A unique feature of victims of the destructive war was high rates of patients. If the enemies attacked for numerous days, hospitals would become overloaded and incapable of receiving and curing victims. The wounded were adults, children, soldiers, militiamen, volunteer youth, and people, which made it difficult for the cure. Thus, it was necessary to stipulate areas of responsibility suitable for each level. The nature of wounds was complex. Most of the victims suffered several trauma and were seriously wounded, thus requiring triage to evacuate and manage shocks beforehand. While evacuating the wounded, special attention was paid to curing and evacuation techniques. In fact, initial evacuation was conducted massively without triage, or first aid before transporting by lorries. Victims of nighttime battles generally did not have commercial bills. First aid techniques for stopping the bleeding, fixing broken bones, etc., exposed a number of shortcomings in initial care and treatment. At that time, medical facilities performed over 600 operations in both surgery and internal medicine. Thousands of victims were on a drip feed, received blood transfusion, and so on. Medical staff had to work hard day and night for twelve consecutive days.
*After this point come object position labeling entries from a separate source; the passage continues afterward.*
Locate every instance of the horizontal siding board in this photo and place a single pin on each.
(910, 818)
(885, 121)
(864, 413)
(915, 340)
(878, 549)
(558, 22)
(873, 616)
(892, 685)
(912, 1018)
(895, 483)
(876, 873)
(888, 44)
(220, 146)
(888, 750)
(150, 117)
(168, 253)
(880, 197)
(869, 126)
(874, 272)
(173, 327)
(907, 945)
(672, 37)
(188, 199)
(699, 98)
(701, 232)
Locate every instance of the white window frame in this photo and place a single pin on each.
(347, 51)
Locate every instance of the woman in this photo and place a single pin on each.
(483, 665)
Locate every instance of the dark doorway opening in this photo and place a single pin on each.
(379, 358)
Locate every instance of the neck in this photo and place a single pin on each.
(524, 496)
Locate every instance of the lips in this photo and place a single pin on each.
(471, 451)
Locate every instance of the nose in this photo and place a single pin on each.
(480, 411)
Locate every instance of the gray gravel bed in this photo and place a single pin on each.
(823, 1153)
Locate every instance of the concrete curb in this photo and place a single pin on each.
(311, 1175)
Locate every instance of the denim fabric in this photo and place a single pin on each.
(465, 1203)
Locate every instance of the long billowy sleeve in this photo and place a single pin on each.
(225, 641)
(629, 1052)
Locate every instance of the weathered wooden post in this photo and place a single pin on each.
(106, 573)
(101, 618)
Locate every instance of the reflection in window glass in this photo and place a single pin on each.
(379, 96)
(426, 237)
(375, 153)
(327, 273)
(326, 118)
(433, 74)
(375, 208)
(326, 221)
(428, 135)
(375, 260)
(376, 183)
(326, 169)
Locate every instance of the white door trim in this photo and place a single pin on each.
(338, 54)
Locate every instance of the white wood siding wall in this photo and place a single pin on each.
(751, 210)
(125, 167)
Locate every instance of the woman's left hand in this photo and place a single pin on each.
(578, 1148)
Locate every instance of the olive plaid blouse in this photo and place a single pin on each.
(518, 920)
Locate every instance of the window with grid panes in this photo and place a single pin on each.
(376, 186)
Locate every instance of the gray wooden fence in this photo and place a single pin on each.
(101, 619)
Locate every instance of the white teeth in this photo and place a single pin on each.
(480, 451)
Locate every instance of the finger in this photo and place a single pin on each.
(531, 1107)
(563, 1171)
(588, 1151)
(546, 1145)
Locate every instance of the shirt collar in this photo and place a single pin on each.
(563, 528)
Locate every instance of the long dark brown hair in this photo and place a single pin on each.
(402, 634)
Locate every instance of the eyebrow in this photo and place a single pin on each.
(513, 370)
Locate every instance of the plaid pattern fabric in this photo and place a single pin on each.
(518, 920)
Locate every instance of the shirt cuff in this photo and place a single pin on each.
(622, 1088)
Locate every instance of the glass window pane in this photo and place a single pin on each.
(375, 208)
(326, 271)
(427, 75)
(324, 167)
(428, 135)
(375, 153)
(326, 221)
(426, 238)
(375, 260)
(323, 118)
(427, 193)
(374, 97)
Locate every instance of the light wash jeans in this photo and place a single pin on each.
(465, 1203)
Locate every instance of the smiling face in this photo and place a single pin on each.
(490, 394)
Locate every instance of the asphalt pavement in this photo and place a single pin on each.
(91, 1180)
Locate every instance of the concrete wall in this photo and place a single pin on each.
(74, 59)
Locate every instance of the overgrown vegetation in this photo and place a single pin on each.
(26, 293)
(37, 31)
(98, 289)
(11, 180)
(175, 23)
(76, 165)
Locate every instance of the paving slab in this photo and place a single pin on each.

Nevertheless, given the utmost efforts made by the Healthcare Sector in general, the Capital in particular and by each cadre, doctor and medical worker, the victims enjoyed wholeheartedly, considerate treatment and cure. Hundreds of patients were opportunely dealt with within 6 or 8 hours since their hospitalisation, then the hospitals hurriedly made every necessary preparation for the next reception and treatment. The whole Healthcare Sector, from doctors to medical staff, from ordinary members of the Red Cross to passers-by, from first-level and second-level emergency groups to stretcher bearer teams, teams of bicycles, pedicaps and cars, medical stations, hospitals, etc., threw themselves wholeheartedly into their work for the sake of the wounded, sick soldiers and victims of war, and heightened revolutionary heroism, spirit, professional ethics, and intelligence to get over fierce challenges, successfully fulfill every mission, and satisfy the requirements of curing and treating the wounded soldiers, sick soldiers, wounded people, and victims of the 12-day U.S. bomb campaign.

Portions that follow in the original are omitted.